As the 2012 Bentley, Michael Kirby Lifetime Achievement Award winner at the Lawyers Weekly Australian Law Awards, proudly sponsored by List A Barristers, she has accomplished in one lifetime what would be a stellar career for six lawyers.

In presenting the award to Evatt, Michael Kirby said the Evatt name was “legend” in Australia and her contribution to the legal profession and society as a whole has been immense.

“She has been a leader ... and she’s shown that very important thing about human rights; you’ve got to have the empathy and the love but you’ve also got to have the intelligence, the dicipline, the application and good lawyering skills,” said Kirby.

Evatt’s list of accomplishments commenced at the very start of her career in 1951, when she became the youngest-ever law student at Sydney University. She was also the first female to win the University Medal for Law.

After being admitted to the New South Wales Bar in 1955, Evatt won a scholarship to study at Harvard University. She attained a Masters in 1956 and, soon after, began working as a barrister in London.

In 1973, Elizabeth returned to Australia, taking up the role of deputy president of the Conciliation and Arbitration Commission. 

“I pleaded before her as a young barrister; she was hard as nails,” said Kirby, “but she was a wonderful, empathic judge; fair, just, disciplined, serious, which is what we expect our judges to be.”

In 1974, she was appointed to chair the Royal Commission of Human Relationships.

“This was a really game-changing inquiry in our country; it was the first time I ever heard a national body urging change in the laws on homosexuals and ... Elizaebth led the way on that, she spoke when no one else was speaking,” said Kirby.

In 1976, she was appointed as the founding chief judge of the Family Court of Australia, a position she held for 12 years.

In 1988 she became the president of the Australian Law Reform Commission and, in 1989, she was appointed as the chair of the United Nations Committee on the Elimination of Discrimination Against Women. In 1992, Elizabeth was the first Australian elected to the United Nations Human Rights Committee.

More international postings followed, with Elizabeth being a judge of the World Bank Administrative Tribunal from 1998 to 2006. 

In 2003, she was appointed as a commissioner of the International Commission of Jurists, a position she still holds today.

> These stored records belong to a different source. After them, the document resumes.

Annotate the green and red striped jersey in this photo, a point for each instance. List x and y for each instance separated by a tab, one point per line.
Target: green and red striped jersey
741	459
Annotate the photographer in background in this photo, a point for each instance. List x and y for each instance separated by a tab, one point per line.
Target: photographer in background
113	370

Upon recieving the awards Evatt said it still remained a matter of regret to her that not all of the human rights principles that Australia has signed up to internationally can be enforced judicially in our courts.

“In a country which has heritage of habeas corpus, that we should stand by to see adults and children held in detention without recourse to the judiciary is just a disgrace and if I could talk about bail laws in some states I’d get even more excited.”

In 2011, Elizabeth was included on a special edition postage stamp alongside other eminent women such as Eva Cox AO, Germaine Greer and Anne Summers AO.